TECHNICAL NOTES

Equipment
The Service Center uses 3 scanners. A Kodak Photo CD Imaging Workstation 4220 scans 35mm, 4 in. x 5 in., and 120 format transparencies and negatives. It consists of a PCD Scanner 4045, a UNIX-based Sun SPARC Station data manager PC, a PCD Writer 225 which writes scanned images to a Kodak Photo CD, and a Kodak XLS 8650 Color Printer which prints index prints to insert in CD jewel cases. All software is proprietary to Kodak.

A Xerox DocuImage 620s flatbed scanner with an automatic sheet feeder scans text or grayscale images up to 11.5 in. x 17 in. Proprietary XDOD software, requiring Windows NT, scans to TIFF format through a Hewlett-Packard Vectra PC.

An Epson 836XL flatbed scanner scans color or grayscale images up to 11.5" x 17". An adapter for transparencies allows scanning of negatives or positive transparencies from 35mm to 11.5" x 17". Epson Twain Pro software allows scanning into any TWAIN-compliant application. LaserSoft SilverFast, an Adobe Photoshop plugin, provides a scanning interface with Photoshop.

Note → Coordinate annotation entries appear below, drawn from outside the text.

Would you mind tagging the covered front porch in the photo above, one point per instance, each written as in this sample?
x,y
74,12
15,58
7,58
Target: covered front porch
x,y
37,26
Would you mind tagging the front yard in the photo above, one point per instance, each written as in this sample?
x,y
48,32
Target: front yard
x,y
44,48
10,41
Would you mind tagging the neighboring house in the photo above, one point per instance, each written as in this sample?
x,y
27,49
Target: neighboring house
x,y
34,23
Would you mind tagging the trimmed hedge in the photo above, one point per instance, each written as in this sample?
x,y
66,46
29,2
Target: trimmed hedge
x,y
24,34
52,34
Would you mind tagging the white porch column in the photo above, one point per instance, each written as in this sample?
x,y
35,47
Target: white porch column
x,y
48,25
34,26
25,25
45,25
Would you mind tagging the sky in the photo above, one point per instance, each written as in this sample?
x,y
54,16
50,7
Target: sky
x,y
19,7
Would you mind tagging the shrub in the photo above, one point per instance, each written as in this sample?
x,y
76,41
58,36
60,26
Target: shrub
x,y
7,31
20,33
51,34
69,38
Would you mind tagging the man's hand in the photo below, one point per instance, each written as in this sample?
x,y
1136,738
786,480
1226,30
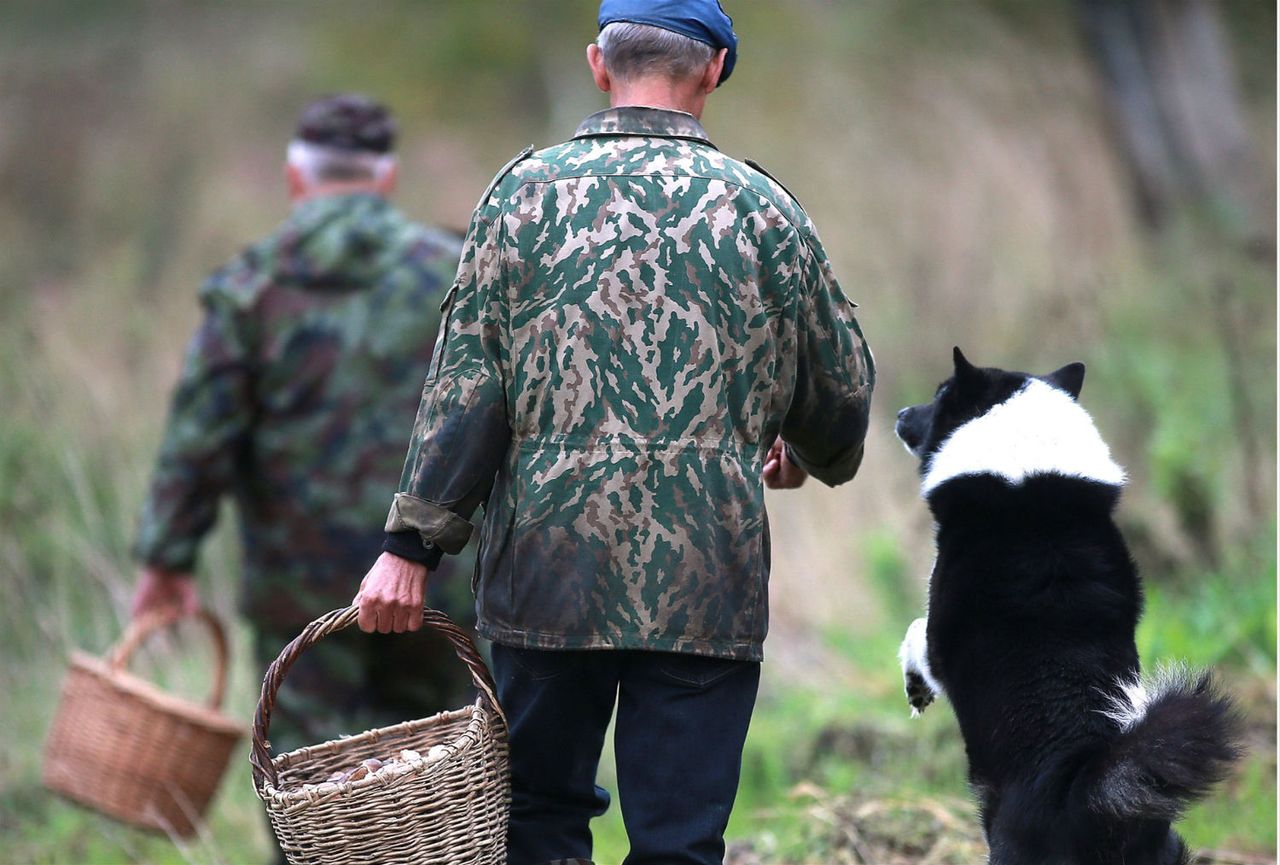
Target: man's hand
x,y
780,472
392,595
159,589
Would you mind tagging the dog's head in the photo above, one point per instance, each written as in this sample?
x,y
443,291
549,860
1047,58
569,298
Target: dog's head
x,y
967,396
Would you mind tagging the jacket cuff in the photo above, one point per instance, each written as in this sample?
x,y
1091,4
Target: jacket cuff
x,y
174,555
410,545
835,472
434,523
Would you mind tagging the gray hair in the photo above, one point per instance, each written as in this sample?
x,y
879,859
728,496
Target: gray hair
x,y
635,50
323,164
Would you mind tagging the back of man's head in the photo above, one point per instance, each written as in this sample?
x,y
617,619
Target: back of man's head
x,y
635,51
343,138
672,39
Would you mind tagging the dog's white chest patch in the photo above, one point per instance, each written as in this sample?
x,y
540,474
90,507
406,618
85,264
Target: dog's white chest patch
x,y
1040,430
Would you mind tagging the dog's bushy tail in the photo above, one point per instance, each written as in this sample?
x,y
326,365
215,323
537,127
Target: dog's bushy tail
x,y
1179,736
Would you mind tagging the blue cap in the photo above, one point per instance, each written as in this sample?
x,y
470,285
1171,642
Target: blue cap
x,y
698,19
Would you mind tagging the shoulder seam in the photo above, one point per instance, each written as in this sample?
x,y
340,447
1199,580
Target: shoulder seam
x,y
503,172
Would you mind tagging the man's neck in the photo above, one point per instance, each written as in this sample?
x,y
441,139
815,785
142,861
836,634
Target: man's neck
x,y
661,94
325,190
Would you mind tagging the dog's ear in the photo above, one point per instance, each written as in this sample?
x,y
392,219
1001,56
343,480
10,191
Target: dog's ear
x,y
965,371
1070,379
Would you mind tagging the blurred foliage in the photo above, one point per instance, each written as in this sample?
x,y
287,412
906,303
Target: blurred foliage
x,y
960,168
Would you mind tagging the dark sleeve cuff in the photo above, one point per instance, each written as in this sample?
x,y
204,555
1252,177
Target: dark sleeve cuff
x,y
410,545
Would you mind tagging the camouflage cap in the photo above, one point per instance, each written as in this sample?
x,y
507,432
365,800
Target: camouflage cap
x,y
347,122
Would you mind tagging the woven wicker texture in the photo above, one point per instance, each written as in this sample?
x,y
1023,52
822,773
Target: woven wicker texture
x,y
444,809
123,746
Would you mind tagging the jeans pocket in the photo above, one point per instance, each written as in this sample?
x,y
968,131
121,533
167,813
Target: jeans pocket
x,y
698,671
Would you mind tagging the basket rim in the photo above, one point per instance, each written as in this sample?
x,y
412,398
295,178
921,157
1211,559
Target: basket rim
x,y
291,801
154,695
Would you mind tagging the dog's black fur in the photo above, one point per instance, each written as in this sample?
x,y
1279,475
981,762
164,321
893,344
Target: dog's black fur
x,y
1033,604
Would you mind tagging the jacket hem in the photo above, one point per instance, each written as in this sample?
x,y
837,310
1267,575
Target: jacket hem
x,y
519,639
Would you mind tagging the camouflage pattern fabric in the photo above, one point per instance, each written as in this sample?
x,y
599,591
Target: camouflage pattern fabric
x,y
296,399
636,317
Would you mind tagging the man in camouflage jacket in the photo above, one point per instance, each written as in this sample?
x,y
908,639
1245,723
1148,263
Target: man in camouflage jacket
x,y
636,320
296,399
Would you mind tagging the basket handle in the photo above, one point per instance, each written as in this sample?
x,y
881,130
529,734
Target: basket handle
x,y
144,626
336,621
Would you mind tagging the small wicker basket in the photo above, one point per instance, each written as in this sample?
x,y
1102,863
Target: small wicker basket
x,y
449,805
126,747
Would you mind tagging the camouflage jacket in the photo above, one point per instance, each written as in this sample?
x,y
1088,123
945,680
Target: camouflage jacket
x,y
297,397
635,319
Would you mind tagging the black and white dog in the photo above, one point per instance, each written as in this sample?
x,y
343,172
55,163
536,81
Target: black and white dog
x,y
1033,604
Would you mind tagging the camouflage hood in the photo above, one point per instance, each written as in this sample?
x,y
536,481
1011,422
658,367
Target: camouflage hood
x,y
336,242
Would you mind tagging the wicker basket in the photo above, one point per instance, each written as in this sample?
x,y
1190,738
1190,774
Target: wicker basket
x,y
128,749
444,808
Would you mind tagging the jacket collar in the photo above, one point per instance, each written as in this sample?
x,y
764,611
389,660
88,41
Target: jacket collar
x,y
640,120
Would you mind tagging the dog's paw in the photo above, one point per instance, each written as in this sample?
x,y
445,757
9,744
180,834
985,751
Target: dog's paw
x,y
919,695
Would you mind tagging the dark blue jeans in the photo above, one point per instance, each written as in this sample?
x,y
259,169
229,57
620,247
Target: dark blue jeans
x,y
679,745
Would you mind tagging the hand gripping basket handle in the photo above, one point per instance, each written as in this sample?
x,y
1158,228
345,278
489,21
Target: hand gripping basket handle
x,y
336,621
144,626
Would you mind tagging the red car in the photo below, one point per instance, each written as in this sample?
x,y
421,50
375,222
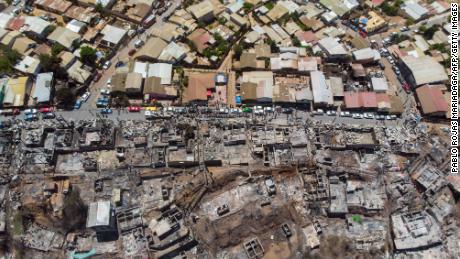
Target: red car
x,y
131,52
134,109
406,87
97,77
46,109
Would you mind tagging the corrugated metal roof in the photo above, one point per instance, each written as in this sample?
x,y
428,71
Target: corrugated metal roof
x,y
42,90
431,99
425,69
161,70
379,84
99,214
321,92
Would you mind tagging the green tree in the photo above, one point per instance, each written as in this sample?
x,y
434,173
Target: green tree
x,y
51,63
269,5
296,41
409,21
438,46
56,49
88,55
247,7
238,50
99,8
8,59
429,32
222,20
388,9
49,30
65,97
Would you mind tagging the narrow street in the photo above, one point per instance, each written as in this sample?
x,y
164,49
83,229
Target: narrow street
x,y
122,55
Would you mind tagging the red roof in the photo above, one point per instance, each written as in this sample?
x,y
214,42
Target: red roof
x,y
307,36
377,2
431,99
369,99
381,97
16,23
352,100
355,100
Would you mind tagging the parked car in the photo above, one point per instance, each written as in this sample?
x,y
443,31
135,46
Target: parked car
x,y
85,97
106,111
46,109
30,111
247,110
27,9
357,116
49,115
268,109
271,189
148,114
318,112
369,115
16,11
331,113
9,112
107,64
119,64
30,117
287,110
77,105
138,43
406,87
131,52
403,29
102,102
134,109
97,77
345,114
105,91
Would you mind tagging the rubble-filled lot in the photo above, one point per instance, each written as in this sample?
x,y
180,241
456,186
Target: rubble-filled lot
x,y
127,195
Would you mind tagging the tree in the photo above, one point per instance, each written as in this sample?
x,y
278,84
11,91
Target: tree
x,y
48,30
51,63
238,50
296,41
99,8
88,55
74,211
409,21
390,10
8,59
222,20
65,97
428,33
438,46
56,49
269,5
247,7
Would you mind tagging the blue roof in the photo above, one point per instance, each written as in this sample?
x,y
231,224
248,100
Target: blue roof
x,y
42,90
238,99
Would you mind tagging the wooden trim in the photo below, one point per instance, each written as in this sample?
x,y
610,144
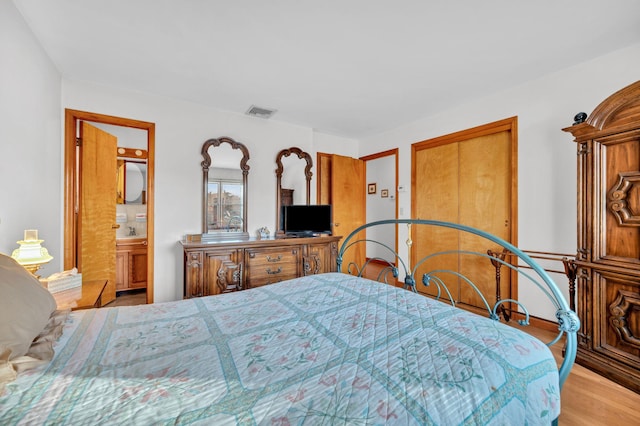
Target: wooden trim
x,y
375,156
319,175
72,117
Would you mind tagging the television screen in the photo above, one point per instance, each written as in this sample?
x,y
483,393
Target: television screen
x,y
307,220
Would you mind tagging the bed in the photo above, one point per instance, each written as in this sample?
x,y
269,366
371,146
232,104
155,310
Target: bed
x,y
332,348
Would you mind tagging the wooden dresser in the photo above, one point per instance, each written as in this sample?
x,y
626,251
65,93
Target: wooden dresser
x,y
223,266
608,255
131,263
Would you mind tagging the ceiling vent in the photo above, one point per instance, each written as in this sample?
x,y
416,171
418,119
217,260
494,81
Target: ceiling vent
x,y
260,112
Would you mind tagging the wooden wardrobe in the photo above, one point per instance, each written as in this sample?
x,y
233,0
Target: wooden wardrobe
x,y
608,253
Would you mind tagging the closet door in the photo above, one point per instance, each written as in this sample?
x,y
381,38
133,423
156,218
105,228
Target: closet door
x,y
341,183
466,178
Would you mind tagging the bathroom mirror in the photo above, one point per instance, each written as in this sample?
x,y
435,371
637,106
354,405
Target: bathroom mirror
x,y
293,180
131,187
224,176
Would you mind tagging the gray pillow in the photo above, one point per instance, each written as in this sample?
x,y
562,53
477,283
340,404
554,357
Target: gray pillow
x,y
25,308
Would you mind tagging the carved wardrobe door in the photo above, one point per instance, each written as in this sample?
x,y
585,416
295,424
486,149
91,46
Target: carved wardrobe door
x,y
608,257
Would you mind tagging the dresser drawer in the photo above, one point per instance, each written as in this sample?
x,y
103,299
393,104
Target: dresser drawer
x,y
271,265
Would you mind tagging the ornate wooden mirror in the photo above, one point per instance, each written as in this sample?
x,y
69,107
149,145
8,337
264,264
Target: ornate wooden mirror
x,y
224,179
290,187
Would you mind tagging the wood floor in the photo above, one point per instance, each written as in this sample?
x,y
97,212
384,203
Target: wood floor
x,y
587,398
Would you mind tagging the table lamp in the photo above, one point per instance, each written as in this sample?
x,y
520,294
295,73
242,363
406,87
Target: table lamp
x,y
31,255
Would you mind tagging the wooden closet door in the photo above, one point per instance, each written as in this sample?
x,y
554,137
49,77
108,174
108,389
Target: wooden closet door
x,y
437,198
484,203
464,178
96,223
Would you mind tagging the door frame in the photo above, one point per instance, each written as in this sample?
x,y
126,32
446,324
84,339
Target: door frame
x,y
71,183
375,156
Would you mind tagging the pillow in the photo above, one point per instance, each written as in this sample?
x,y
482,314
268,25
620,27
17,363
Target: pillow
x,y
25,309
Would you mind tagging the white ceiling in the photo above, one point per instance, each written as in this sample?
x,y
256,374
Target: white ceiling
x,y
346,67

The Service Center has 2 PCs. The HP Vectra is a 266 Pentium II with 128MB RAM, an 8GB hard drive and an ultrawide SCSI board. It drives both the DocuImage and Epson scanners through the use of dual-booting to either Windows 95 or Windows NT. A Dell Dimension 450 Pentium II with 128MB RAM and a 16.8GB hard drive does other computing under Windows 98. Neither PC is used as the Web site server.

A Hewlett Packard Color LaserJet 5 printer is networked to both PCs.

A Hewlett Packard CD Writer Plus 7200 is used for storing archival digital files to CD.

The managers of the California State Library Web site have offered web server space on a temporary basis.

Scanning
Several 35mm slides and 4x5 in. negatives are scanned on the Kodak Workstation. Black and white photos, line drawings, and text are scanned on the DocuImage scanner. Large transparencies, glass lantern slides, 4x5 in. negatives, and original broadsides and lithographs are scanned on the Epson scanner. This selection of various formats allowed a good comparison of scanner operation, requirements, and results.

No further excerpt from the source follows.